For cpus sharing one cpufreq domain, cpufreq_driver.init() is
only invoked on the firstcpu, so current per-CPU hwp driver data
struct hwp_drv_data{} actually fails to be allocated for cpus other than the
first one. There is no need to make it per-CPU.
We embed struct hwp_drv_data{} into struct cpufreq_policy{}, then cpus could
share the hwp driver data allocated for the firstcpu, like the way they share
struct cpufreq_policy{}. We also make it a union, with "hwp", and later
"amd-cppc" as a sub-struct.
Suggested-by: Jan Beulich <jbeulich@suse.com>
Signed-off-by: Penny Zheng <Penny.Zheng@amd.com>
---
v8 -> v9:
- new commit
---
xen/arch/x86/acpi/cpufreq/hwp.c | 32 +++++++++++++-----------------
xen/include/acpi/cpufreq/cpufreq.h | 6 ++++++
2 files changed, 20 insertions(+), 18 deletions(-)
diff --git a/xen/arch/x86/acpi/cpufreq/hwp.c b/xen/arch/x86/acpi/cpufreq/hwp.c
index 240491c96a..5c98f3eb3e 100644
--- a/xen/arch/x86/acpi/cpufreq/hwp.c
+++ b/xen/arch/x86/acpi/cpufreq/hwp.c
@@ -67,7 +67,6 @@ struct hwp_drv_data
uint8_t desired;
uint8_t energy_perf;
};
-static DEFINE_PER_CPU_READ_MOSTLY(struct hwp_drv_data *, hwp_drv_data);
#define hwp_err(cpu, fmt, args...) \
printk(XENLOG_ERR "HWP: CPU%u error: " fmt, cpu, ## args)
@@ -224,7 +223,7 @@ static bool __init hwp_available(void)

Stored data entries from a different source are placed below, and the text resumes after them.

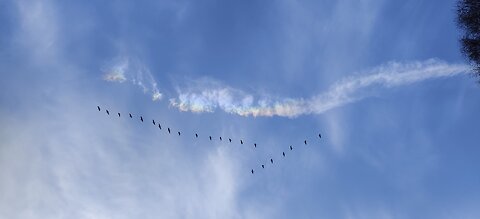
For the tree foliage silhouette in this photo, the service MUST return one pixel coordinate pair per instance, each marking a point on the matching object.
(468, 12)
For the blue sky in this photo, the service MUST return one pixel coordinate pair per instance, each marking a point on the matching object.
(383, 81)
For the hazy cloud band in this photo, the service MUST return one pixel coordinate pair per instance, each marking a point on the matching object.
(210, 96)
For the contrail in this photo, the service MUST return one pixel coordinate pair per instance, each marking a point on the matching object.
(213, 96)
(128, 69)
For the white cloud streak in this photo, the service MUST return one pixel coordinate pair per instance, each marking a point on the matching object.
(129, 69)
(209, 96)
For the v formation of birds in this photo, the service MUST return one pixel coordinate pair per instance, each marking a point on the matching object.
(210, 137)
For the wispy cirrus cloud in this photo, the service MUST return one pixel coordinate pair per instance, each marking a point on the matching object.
(130, 69)
(208, 95)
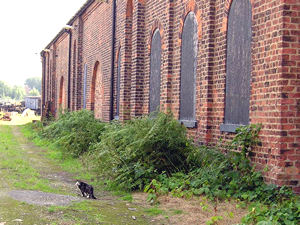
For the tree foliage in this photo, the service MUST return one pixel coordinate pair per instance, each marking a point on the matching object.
(34, 82)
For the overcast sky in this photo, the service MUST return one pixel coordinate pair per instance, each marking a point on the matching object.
(26, 27)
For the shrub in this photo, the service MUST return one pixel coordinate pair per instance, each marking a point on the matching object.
(75, 131)
(139, 150)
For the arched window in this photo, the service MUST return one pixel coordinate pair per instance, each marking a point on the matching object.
(155, 70)
(93, 86)
(238, 65)
(189, 51)
(84, 85)
(74, 77)
(61, 92)
(118, 85)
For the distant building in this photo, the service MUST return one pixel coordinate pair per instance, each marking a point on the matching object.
(33, 102)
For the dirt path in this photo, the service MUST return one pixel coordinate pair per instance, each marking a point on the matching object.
(49, 196)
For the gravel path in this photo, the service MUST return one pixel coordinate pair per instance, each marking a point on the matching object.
(42, 198)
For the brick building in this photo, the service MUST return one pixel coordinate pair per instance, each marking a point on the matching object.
(216, 64)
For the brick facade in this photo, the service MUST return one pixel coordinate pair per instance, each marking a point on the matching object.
(274, 89)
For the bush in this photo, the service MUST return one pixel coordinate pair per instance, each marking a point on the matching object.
(75, 131)
(139, 150)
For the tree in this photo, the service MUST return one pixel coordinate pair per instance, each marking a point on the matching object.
(34, 92)
(34, 82)
(18, 93)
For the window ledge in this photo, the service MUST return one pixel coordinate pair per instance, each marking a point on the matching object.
(189, 123)
(231, 128)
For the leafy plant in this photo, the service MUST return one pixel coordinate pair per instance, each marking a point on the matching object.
(136, 152)
(75, 131)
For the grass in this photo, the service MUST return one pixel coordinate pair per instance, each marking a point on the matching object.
(15, 168)
(20, 120)
(18, 171)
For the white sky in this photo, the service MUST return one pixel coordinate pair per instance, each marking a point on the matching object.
(26, 27)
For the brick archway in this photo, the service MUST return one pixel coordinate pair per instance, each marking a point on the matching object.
(93, 86)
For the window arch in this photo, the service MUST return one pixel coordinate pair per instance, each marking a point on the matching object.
(74, 76)
(155, 71)
(118, 85)
(93, 86)
(238, 65)
(189, 51)
(61, 92)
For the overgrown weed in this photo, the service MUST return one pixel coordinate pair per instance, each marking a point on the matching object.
(154, 154)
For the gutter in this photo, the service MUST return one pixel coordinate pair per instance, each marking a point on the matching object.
(113, 59)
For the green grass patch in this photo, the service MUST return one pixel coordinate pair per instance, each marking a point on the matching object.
(154, 154)
(154, 211)
(15, 167)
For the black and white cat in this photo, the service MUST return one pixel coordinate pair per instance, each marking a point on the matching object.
(86, 189)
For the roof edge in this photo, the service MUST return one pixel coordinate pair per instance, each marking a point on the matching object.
(71, 21)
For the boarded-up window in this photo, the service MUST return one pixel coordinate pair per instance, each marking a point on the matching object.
(238, 65)
(155, 65)
(189, 50)
(118, 85)
(84, 85)
(61, 92)
(93, 86)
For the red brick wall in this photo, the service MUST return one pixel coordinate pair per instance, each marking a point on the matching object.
(275, 87)
(97, 32)
(62, 60)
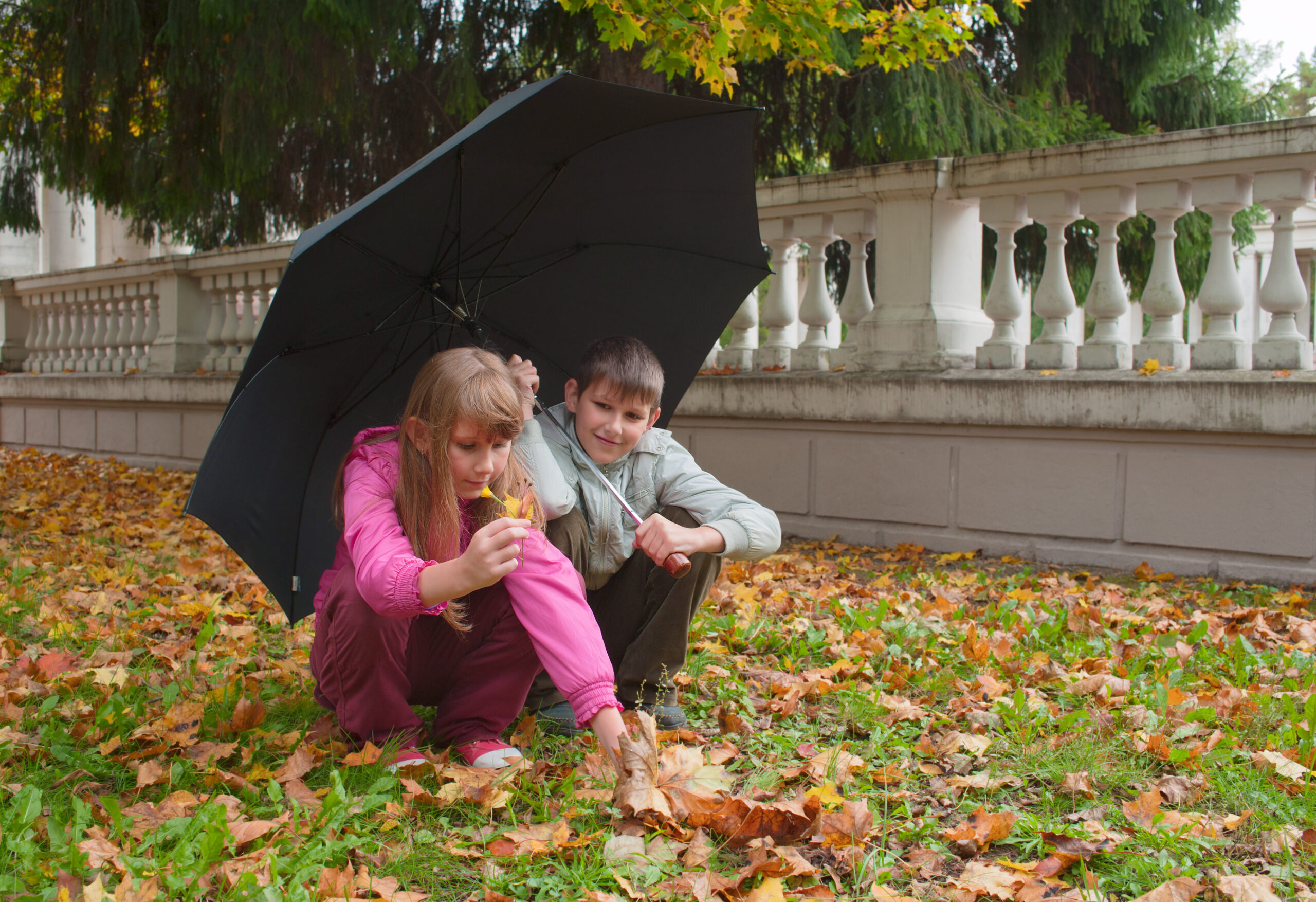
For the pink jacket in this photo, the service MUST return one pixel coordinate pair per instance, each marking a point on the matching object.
(545, 590)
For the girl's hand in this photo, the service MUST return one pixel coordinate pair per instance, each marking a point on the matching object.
(492, 553)
(527, 380)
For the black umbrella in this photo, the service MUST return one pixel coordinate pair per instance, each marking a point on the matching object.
(568, 211)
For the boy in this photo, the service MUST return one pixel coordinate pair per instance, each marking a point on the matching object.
(643, 611)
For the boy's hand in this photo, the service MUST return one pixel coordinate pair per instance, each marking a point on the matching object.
(492, 553)
(659, 537)
(527, 380)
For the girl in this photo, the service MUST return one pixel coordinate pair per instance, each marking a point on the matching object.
(433, 598)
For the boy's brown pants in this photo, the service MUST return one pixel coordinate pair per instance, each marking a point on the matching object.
(643, 612)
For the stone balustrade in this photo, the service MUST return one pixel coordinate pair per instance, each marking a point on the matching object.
(928, 311)
(173, 314)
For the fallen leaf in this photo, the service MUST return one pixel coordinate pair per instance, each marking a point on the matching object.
(1181, 889)
(1144, 809)
(297, 765)
(248, 714)
(179, 725)
(149, 773)
(1248, 888)
(1078, 784)
(983, 827)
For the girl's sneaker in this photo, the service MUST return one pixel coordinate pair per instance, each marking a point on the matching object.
(489, 753)
(406, 757)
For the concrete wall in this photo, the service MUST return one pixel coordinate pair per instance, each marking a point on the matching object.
(1201, 473)
(1237, 504)
(142, 421)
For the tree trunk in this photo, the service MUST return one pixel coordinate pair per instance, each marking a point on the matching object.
(624, 67)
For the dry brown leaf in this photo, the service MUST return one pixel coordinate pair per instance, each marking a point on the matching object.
(770, 891)
(179, 725)
(1181, 790)
(1080, 784)
(298, 790)
(835, 764)
(1144, 809)
(989, 880)
(1181, 889)
(249, 714)
(247, 832)
(99, 851)
(203, 755)
(983, 828)
(743, 821)
(847, 827)
(368, 755)
(297, 765)
(1248, 888)
(149, 773)
(145, 892)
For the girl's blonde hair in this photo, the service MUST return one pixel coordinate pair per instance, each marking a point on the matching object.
(462, 384)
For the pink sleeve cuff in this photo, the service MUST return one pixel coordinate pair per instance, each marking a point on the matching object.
(591, 699)
(406, 590)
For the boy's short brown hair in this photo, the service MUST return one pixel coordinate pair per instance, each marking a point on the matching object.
(627, 365)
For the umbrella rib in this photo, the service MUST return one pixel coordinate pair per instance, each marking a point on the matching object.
(557, 172)
(407, 277)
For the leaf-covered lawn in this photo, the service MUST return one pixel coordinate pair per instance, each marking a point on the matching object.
(866, 724)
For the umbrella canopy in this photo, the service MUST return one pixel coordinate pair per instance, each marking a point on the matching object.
(568, 211)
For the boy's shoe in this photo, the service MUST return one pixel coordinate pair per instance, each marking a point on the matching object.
(668, 717)
(490, 753)
(557, 720)
(406, 757)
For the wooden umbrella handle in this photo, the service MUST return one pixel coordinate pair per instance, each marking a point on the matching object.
(677, 565)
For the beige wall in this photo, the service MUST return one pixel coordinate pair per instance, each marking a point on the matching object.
(1234, 506)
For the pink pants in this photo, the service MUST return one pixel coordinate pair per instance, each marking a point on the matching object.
(372, 670)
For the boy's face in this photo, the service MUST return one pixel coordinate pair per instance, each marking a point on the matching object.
(607, 424)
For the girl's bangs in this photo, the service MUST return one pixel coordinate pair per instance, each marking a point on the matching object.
(491, 405)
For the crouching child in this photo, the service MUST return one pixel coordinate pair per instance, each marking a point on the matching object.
(643, 612)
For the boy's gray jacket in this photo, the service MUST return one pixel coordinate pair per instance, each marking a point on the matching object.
(659, 472)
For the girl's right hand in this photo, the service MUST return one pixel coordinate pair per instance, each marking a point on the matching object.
(494, 552)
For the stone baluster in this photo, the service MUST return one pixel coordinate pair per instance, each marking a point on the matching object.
(1305, 268)
(740, 351)
(1107, 301)
(65, 337)
(49, 328)
(247, 328)
(228, 357)
(1221, 297)
(1056, 348)
(265, 299)
(91, 318)
(818, 311)
(1284, 294)
(137, 353)
(124, 337)
(29, 341)
(1162, 297)
(41, 326)
(858, 228)
(58, 330)
(152, 311)
(781, 304)
(112, 324)
(212, 332)
(1004, 304)
(77, 339)
(98, 337)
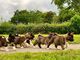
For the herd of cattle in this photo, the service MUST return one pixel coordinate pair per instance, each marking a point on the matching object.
(15, 39)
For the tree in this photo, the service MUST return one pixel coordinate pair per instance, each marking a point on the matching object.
(70, 4)
(49, 17)
(66, 14)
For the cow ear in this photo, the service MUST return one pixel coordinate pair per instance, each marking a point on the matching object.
(72, 33)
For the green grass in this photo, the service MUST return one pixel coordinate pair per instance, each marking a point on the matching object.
(76, 38)
(55, 55)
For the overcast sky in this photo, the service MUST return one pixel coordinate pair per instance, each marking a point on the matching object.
(7, 7)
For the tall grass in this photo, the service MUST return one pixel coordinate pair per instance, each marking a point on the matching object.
(55, 55)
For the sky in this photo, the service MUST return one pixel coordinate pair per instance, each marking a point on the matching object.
(7, 7)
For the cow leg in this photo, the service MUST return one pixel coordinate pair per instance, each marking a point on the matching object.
(62, 46)
(35, 43)
(49, 44)
(21, 45)
(39, 44)
(6, 49)
(28, 41)
(55, 46)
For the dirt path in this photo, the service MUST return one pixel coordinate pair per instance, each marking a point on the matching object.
(43, 49)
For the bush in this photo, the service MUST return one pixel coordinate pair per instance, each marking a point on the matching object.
(62, 28)
(7, 27)
(75, 23)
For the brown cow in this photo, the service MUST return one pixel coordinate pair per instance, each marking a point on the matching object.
(3, 42)
(60, 40)
(43, 40)
(15, 39)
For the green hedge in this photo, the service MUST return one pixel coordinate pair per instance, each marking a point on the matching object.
(73, 25)
(6, 28)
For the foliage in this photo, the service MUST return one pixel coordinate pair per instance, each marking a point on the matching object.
(55, 55)
(66, 14)
(26, 17)
(70, 4)
(75, 23)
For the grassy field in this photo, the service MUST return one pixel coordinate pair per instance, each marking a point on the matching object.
(76, 38)
(55, 55)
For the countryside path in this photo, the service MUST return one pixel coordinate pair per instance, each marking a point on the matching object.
(44, 49)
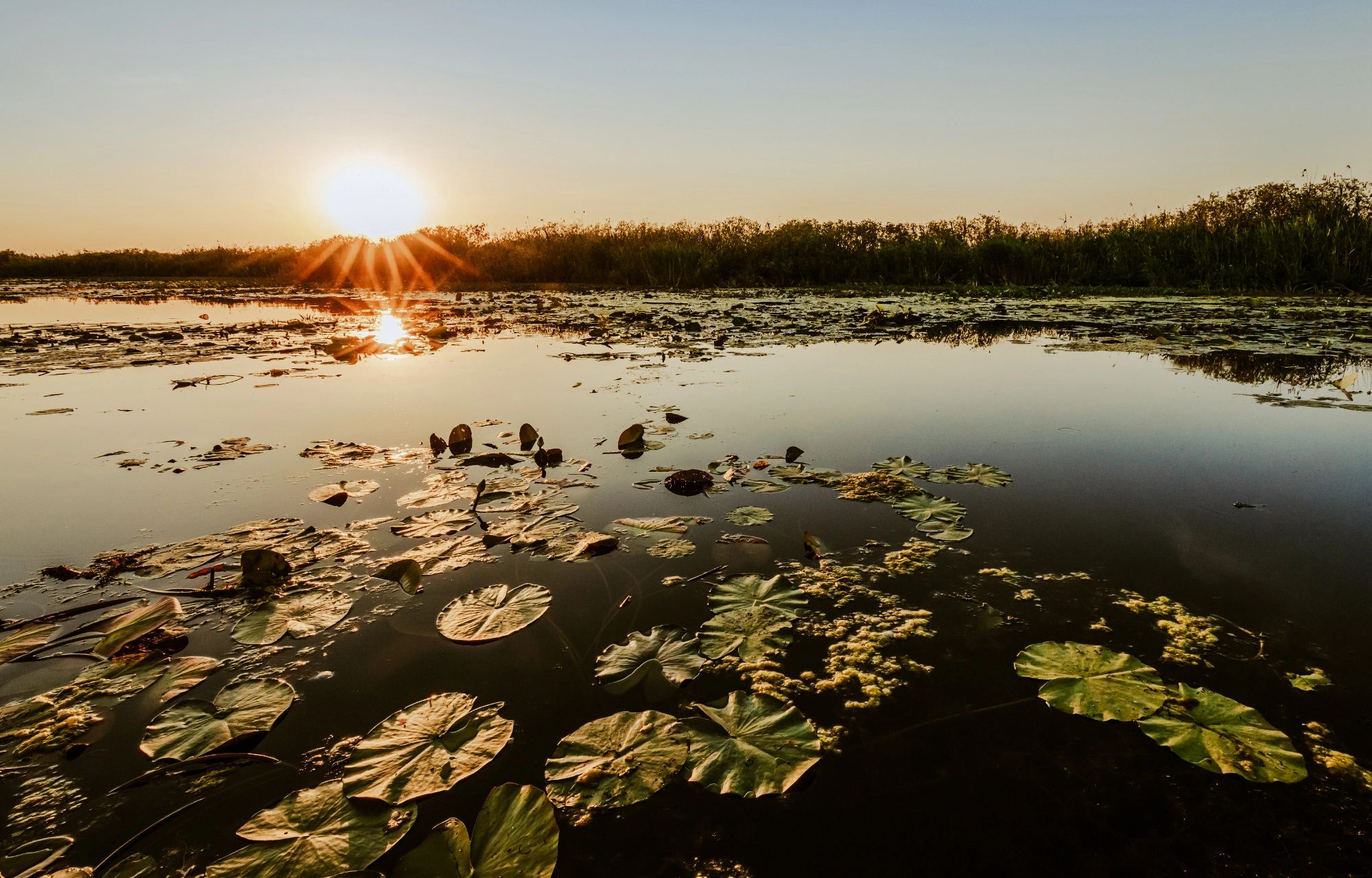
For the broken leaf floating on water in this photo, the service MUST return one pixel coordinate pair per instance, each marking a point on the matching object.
(1093, 681)
(662, 659)
(903, 467)
(426, 748)
(515, 838)
(338, 493)
(672, 549)
(617, 761)
(750, 517)
(315, 833)
(493, 613)
(300, 614)
(753, 591)
(973, 474)
(925, 507)
(754, 632)
(194, 728)
(1223, 736)
(405, 573)
(751, 746)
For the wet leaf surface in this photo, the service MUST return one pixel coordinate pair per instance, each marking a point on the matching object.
(750, 746)
(426, 748)
(617, 761)
(493, 613)
(194, 728)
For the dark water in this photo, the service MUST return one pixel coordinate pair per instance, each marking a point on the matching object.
(1124, 468)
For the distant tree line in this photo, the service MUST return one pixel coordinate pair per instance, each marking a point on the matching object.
(1277, 237)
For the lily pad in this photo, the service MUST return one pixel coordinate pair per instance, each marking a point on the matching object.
(300, 614)
(764, 486)
(1093, 681)
(407, 573)
(493, 613)
(663, 654)
(754, 632)
(902, 467)
(315, 833)
(1223, 736)
(751, 746)
(753, 591)
(925, 507)
(750, 515)
(194, 728)
(426, 748)
(440, 556)
(617, 761)
(515, 835)
(672, 549)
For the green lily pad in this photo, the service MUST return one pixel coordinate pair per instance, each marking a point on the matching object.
(973, 474)
(25, 640)
(194, 728)
(300, 614)
(515, 835)
(755, 632)
(925, 507)
(672, 549)
(753, 591)
(315, 833)
(493, 613)
(1093, 681)
(426, 748)
(665, 654)
(1223, 736)
(750, 515)
(903, 467)
(617, 761)
(751, 746)
(447, 853)
(765, 486)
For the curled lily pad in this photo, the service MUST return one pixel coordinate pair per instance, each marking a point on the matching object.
(672, 549)
(515, 835)
(754, 632)
(300, 614)
(902, 467)
(493, 613)
(1223, 736)
(973, 474)
(751, 746)
(925, 507)
(426, 748)
(663, 654)
(315, 833)
(750, 515)
(407, 573)
(764, 486)
(194, 728)
(753, 591)
(1093, 681)
(617, 761)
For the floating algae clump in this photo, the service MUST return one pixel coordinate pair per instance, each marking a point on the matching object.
(1334, 762)
(876, 486)
(914, 556)
(1187, 634)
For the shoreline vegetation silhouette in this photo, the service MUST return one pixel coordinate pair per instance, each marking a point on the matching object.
(1308, 238)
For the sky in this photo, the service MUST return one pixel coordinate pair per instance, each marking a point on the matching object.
(171, 126)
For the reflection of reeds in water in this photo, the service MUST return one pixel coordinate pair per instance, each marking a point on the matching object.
(1278, 237)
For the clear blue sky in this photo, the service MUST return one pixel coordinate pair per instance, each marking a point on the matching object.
(179, 124)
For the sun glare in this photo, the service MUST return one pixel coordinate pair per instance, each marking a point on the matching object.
(375, 200)
(389, 330)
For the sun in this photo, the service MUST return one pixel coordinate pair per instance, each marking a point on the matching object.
(374, 198)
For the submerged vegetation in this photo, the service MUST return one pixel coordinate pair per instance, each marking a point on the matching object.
(1277, 237)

static int cf_check hwp_cpufreq_verify(struct cpufreq_policy *policy)
{
- struct hwp_drv_data *data = per_cpu(hwp_drv_data, policy->cpu);
+ struct hwp_drv_data *data = policy->u.hwp;
if ( !feature_hwp_activity_window && data->activity_window )
{
@@ -239,7 +238,7 @@ static int cf_check hwp_cpufreq_verify(struct cpufreq_policy *policy)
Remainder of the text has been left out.